Magdalena: In his essay on Ulysses, Eliot talks of “manipulating a continuous parallel between contemporaneity and antiguity…it is a step towards making the modern world possible in art” This seems to be evident in Corfu. Talk to me about how this merging of antiguity and contemporary in modern literature and the importance of this theme to the novel.
Robert: I didn’t do it consciously. I have quite a strong sense that there are ur-texts that we are losing touch with in this post-modern world through the shear beauty and because they have been with us for thousands of years. The Odyssey and Iliad say things about the human condition in ways we should re-acquaint ourselves with, and use as a prism to interpret though. I did this with Dante in Night Letters, and you don’t have to be a scholar or wise person – anyone can read them. It is a miracle. When I re-read the Odyssey, it felt like I was reading PD James or Minette Walters – you feel that you are sharing in something that hundreds of millions of people have read with love, and I think that this is worth holding onto. It is not a matter of canonical texts or elitism, which the universities are trying to make us wary about. It is about shared language and metaphor and experience and imagery and that is all good.

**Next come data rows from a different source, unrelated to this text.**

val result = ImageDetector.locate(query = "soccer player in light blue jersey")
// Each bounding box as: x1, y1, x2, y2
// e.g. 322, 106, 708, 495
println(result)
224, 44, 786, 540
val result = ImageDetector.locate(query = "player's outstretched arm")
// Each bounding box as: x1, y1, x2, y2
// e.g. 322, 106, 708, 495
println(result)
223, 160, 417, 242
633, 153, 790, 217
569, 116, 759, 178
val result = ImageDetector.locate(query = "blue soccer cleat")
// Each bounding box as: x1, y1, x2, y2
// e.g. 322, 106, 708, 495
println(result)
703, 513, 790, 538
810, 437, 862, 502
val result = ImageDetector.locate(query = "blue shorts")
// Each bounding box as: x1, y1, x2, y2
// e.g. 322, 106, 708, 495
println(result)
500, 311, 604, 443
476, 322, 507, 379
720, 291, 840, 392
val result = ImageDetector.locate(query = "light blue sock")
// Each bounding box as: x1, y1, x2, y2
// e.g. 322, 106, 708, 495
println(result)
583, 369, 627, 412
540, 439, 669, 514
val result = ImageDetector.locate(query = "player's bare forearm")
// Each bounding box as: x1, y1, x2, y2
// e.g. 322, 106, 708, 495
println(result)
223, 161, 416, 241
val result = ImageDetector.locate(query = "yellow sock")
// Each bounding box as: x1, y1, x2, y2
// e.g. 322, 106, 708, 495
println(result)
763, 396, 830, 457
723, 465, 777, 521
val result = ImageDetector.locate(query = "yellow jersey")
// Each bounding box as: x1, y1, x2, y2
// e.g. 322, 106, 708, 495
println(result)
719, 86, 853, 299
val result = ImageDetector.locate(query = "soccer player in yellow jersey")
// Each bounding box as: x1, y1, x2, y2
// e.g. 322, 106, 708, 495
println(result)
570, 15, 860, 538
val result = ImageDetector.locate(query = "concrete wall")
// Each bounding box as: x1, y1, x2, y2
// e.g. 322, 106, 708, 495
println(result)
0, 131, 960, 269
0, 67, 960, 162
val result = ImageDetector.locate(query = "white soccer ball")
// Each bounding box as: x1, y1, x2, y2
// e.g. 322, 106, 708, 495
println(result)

Magdalena: Have you begun work on something new?
Robert: I am in the middle of moving to Tasmania, and even as we speak I’m watching Peter Timms pack one of the last boxes. We are moving on Friday, and that is taking up all of my energies. I’m also doing “Books and Writing” for the ABC, and am having to give attention to that. The publicity for Corfu has now eased off a bit, but that also takes up a lot of mental space. I do want to write a long essay. A form of art that I like is portraiture. I had my portrait painted not so long ago, and it was hung in the National Gallery, and I gave a talk on that. I’ve been thinking about portraiture, and its relationship to writing and literature, biography and autobiography, and so that will be my next thing. I don’t write quickly or a lot. Well actually I write quickly, but I don’t have a store of things. I will wait for that erotic moment – like the one which struck me when someone said “have you ever heard of Kester Berwick?” One of the unfortunate things about creative writing courses is that they make people impatient. People feel that they have prepared themselves and that they must now do it. In fact there are positive incentives for doing so – universities are offering degrees for writing novels. I am coming from an older school, and I feel that you must learn to wait. There is that essay which was about the great notion of sitting on the mountain and waiting for the muses to cross the stream, and give you the symbols that would allow you to create. The word wait seems to me to be terribly important. Writers feel that they can’t afford to wait. They must do it now, and they are so clever, and there is so much competition. I’m quite happy to wait, and quite confident that the muses will cross the stream.